A conflict-free multi-modal fusion network with spatial reinforcement transformers for brain tumor segmentation.

机构信息

School of Information Science and Engineering, East China University of Science and Technology, Shanghai 200237, China.

School of Information Science and Engineering, East China University of Science and Technology, Shanghai 200237, China.

出版信息

Comput Biol Med. 2024 Dec;183:109331. doi: 10.1016/j.compbiomed.2024.109331. Epub 2024 Nov 5.

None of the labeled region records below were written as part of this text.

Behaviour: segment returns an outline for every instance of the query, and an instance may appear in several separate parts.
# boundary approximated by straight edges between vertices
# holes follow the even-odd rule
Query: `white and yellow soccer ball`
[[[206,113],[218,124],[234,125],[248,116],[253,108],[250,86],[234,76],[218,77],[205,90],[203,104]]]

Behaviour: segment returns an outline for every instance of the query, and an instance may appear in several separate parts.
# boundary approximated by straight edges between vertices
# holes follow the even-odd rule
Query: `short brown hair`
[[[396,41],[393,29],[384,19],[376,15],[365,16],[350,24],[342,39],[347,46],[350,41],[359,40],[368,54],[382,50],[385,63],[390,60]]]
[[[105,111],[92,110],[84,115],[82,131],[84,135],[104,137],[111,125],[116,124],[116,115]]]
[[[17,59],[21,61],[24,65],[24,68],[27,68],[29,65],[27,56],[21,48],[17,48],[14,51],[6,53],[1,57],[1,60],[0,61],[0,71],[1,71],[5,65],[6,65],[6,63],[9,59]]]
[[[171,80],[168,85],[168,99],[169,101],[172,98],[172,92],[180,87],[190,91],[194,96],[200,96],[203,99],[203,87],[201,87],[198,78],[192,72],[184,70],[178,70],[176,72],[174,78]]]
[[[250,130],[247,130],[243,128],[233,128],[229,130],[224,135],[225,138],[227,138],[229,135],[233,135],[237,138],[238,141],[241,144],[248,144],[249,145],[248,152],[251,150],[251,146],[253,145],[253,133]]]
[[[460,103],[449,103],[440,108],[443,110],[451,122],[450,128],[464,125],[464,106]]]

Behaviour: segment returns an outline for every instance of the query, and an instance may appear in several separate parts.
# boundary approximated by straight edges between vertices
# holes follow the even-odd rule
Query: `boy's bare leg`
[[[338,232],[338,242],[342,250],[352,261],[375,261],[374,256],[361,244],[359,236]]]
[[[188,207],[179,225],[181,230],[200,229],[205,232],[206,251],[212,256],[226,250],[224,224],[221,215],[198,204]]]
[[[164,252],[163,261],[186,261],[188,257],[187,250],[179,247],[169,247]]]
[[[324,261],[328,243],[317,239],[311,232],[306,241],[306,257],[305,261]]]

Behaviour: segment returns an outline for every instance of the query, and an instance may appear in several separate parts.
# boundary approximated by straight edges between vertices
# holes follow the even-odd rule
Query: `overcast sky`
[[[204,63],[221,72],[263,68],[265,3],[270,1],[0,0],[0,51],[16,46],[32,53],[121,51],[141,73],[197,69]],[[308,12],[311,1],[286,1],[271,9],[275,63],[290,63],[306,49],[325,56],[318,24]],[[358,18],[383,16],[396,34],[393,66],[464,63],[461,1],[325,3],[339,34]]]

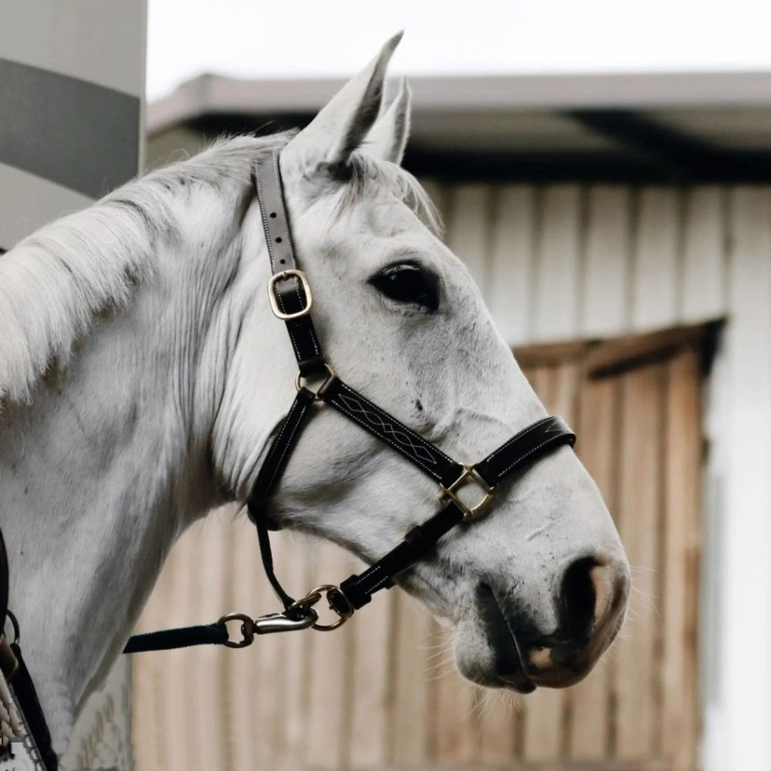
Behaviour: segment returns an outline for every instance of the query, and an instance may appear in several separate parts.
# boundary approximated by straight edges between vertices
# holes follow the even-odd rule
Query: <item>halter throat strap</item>
[[[271,515],[270,498],[314,412],[315,402],[335,408],[419,468],[439,484],[443,503],[437,513],[412,527],[401,543],[369,568],[346,579],[339,589],[333,588],[335,591],[327,593],[330,607],[344,618],[369,602],[373,594],[392,586],[399,573],[426,558],[450,529],[484,514],[500,482],[561,445],[572,446],[575,434],[561,418],[544,418],[475,466],[464,466],[337,377],[325,362],[311,321],[313,296],[295,259],[278,159],[278,150],[264,157],[253,174],[273,270],[268,281],[271,305],[274,314],[286,324],[299,369],[297,396],[271,445],[247,502],[271,585],[285,609],[297,608],[298,604],[284,591],[273,570],[268,530],[278,529],[278,525]],[[317,392],[301,385],[301,377],[325,372],[326,379]],[[461,489],[466,486],[477,489],[479,500],[473,506],[461,496]]]

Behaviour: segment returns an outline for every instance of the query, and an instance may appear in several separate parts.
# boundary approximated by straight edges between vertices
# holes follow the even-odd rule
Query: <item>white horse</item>
[[[57,752],[175,539],[246,499],[294,396],[250,180],[261,154],[282,148],[298,262],[342,377],[464,463],[546,414],[399,167],[406,84],[381,105],[397,42],[299,133],[217,143],[0,258],[0,525]],[[372,561],[435,513],[437,488],[322,409],[274,504],[284,527]],[[527,692],[589,671],[629,577],[596,486],[562,447],[399,584],[455,626],[466,677]]]

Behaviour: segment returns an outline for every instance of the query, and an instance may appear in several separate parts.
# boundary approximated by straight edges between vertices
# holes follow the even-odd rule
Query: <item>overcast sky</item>
[[[201,72],[350,76],[399,29],[412,75],[771,69],[771,0],[148,0],[151,100]]]

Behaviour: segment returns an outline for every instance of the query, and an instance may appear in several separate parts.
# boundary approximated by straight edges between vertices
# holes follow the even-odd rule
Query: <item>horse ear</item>
[[[369,155],[392,163],[402,163],[409,136],[410,96],[407,79],[402,78],[396,98],[367,134],[363,148]]]
[[[402,32],[391,38],[286,146],[281,153],[282,164],[308,168],[325,163],[333,171],[345,166],[380,112],[386,68],[401,39]]]

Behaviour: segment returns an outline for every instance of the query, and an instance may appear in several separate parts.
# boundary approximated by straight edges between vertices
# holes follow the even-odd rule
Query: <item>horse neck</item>
[[[207,336],[221,338],[217,282],[180,267],[194,259],[183,245],[165,248],[152,278],[37,384],[30,406],[0,412],[11,607],[60,746],[174,539],[220,500],[214,408],[196,393],[217,398],[207,356],[206,372],[224,369]],[[217,256],[218,270],[235,258]]]

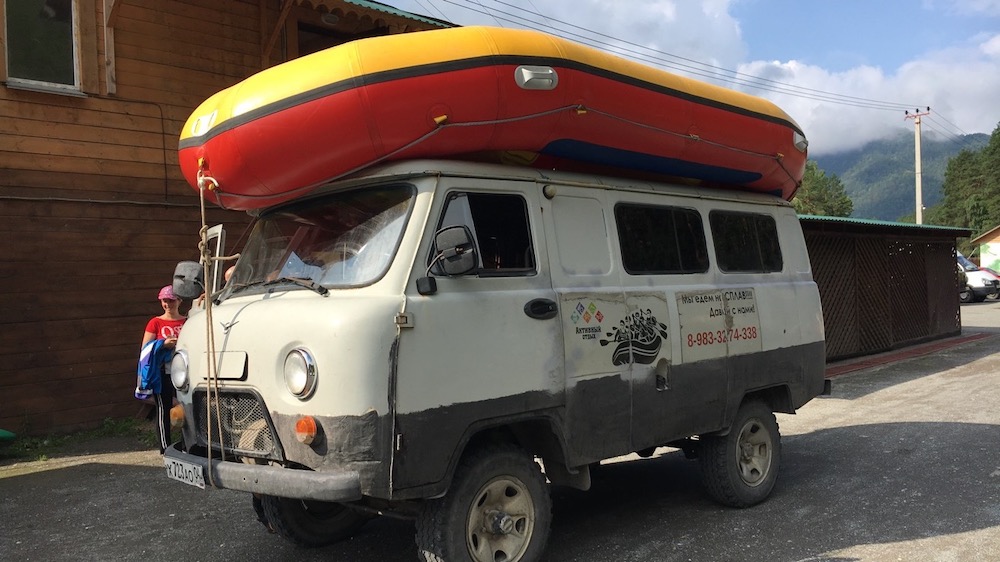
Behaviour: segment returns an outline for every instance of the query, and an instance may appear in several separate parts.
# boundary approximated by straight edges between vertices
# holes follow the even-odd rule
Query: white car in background
[[[959,288],[958,298],[963,303],[982,302],[986,297],[996,297],[1000,290],[1000,279],[992,273],[980,269],[961,253],[957,253],[958,270],[965,273],[966,283]]]

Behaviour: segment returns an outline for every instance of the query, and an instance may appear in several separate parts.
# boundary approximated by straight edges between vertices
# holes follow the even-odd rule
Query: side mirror
[[[442,228],[434,235],[436,262],[445,275],[464,275],[476,269],[476,246],[472,233],[464,225]]]
[[[182,299],[196,299],[205,292],[204,270],[196,261],[182,261],[174,268],[174,294]]]

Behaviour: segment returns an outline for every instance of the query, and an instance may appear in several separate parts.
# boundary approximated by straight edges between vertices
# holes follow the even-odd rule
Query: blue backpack
[[[136,370],[135,397],[145,400],[163,391],[166,383],[163,367],[174,356],[174,350],[165,347],[166,340],[152,340],[142,346],[139,352],[139,367]]]

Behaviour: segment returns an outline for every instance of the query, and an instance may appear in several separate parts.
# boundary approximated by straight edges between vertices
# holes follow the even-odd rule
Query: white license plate
[[[205,470],[200,465],[171,458],[164,458],[163,463],[168,478],[205,489]]]

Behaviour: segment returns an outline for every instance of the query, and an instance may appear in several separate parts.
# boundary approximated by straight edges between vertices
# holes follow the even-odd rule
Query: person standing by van
[[[145,350],[146,345],[153,342],[154,346],[160,346],[170,350],[172,355],[174,346],[177,345],[177,336],[181,333],[181,327],[187,321],[187,317],[181,314],[181,299],[174,295],[173,287],[167,285],[160,289],[157,296],[160,306],[163,307],[163,314],[151,318],[146,323],[146,331],[142,335],[142,345],[139,346],[140,355]],[[156,340],[161,340],[157,342]],[[159,367],[158,365],[156,367]],[[160,442],[160,454],[170,445],[170,408],[174,404],[174,385],[170,382],[169,362],[163,365],[160,385],[158,389],[153,389],[153,401],[156,403],[156,432]]]

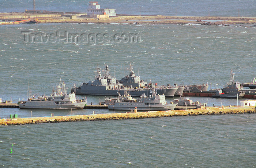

DOI:10.1016/j.compbiomed.2024.109331
PMID:39504778
Abstract

Brain gliomas are a leading cause of cancer mortality worldwide. Existing glioma segmentation approaches using multi-modal inputs often rely on a simplistic approach of stacking images from all modalities, disregarding modality-specific features that could optimize diagnostic outcomes. This paper introduces STE-Net, a spatial reinforcement hybrid Transformer-based tri-branch multi-modal evidential fusion network designed for conflict-free brain tumor segmentation. STE-Net features two independent encoder-decoder branches that process distinct modality sets, along with an additional branch that integrates features through a cross-modal channel-wise fusion (CMCF) module. The encoder employs a spatial reinforcement hybrid Transformer (SRHT), which combines a Swin Transformer block and a modified convolution block to capture richer spatial information. At the output level, a conflict-free evidential fusion mechanism (CEFM) is developed, leveraging the Dempster-Shafer (D-S) evidence theory and a conflict-solving strategy within a complex network framework. This mechanism ensures balanced reliability among the three output heads and mitigates potential conflicts. Each output is treated as a node in the complex network, and its importance is reassessed through the computation of direct and indirect weights to prevent potential mutual conflicts. We evaluate STE-Net on three public datasets: BraTS2018, BraTS2019, and BraTS2021. Both qualitative and quantitative results demonstrate that STE-Net outperforms several state-of-the-art methods. Statistical analysis further confirms the strong correlation between predicted tumors and ground truth. The code for this project is available at https://github.com/whotwin/STE-Net.

摘要

脑胶质瘤是全球癌症死亡的主要原因。现有的基于多模态输入的脑胶质瘤分割方法往往依赖于一种简单的方法,即堆叠来自所有模态的图像,而忽略了可能优化诊断结果的模态特定特征。本文介绍了 STE-Net,这是一种基于空间强化混合 Transformer 的三分支多模态证据融合网络,专为无冲突的脑肿瘤分割而设计。STE-Net 具有两个独立的编码器-解码器分支,分别处理不同的模态集,以及一个通过跨模态通道融合 (CMCF) 模块集成特征的附加分支。编码器采用空间强化混合 Transformer (SRHT),它结合了 Swin Transformer 块和一个修改后的卷积块来捕获更丰富的空间信息。在输出级别,开发了一种无冲突的证据融合机制 (CEFM),利用 Dempster-Shafer (D-S) 证据理论和复杂网络框架内的冲突解决策略。该机制确保三个输出头之间的可靠性平衡,并减轻潜在冲突。每个输出都被视为复杂网络中的一个节点,通过计算直接和间接权重来重新评估其重要性,以防止潜在的相互冲突。我们在三个公共数据集上评估了 STE-Net:BraTS2018、BraTS2019 和 BraTS2021。定性和定量结果都表明,STE-Net 优于几种最先进的方法。统计分析进一步证实了预测肿瘤与地面实况之间的强相关性。该项目的代码可在 https://github.com/whotwin/STE-Net 上获得。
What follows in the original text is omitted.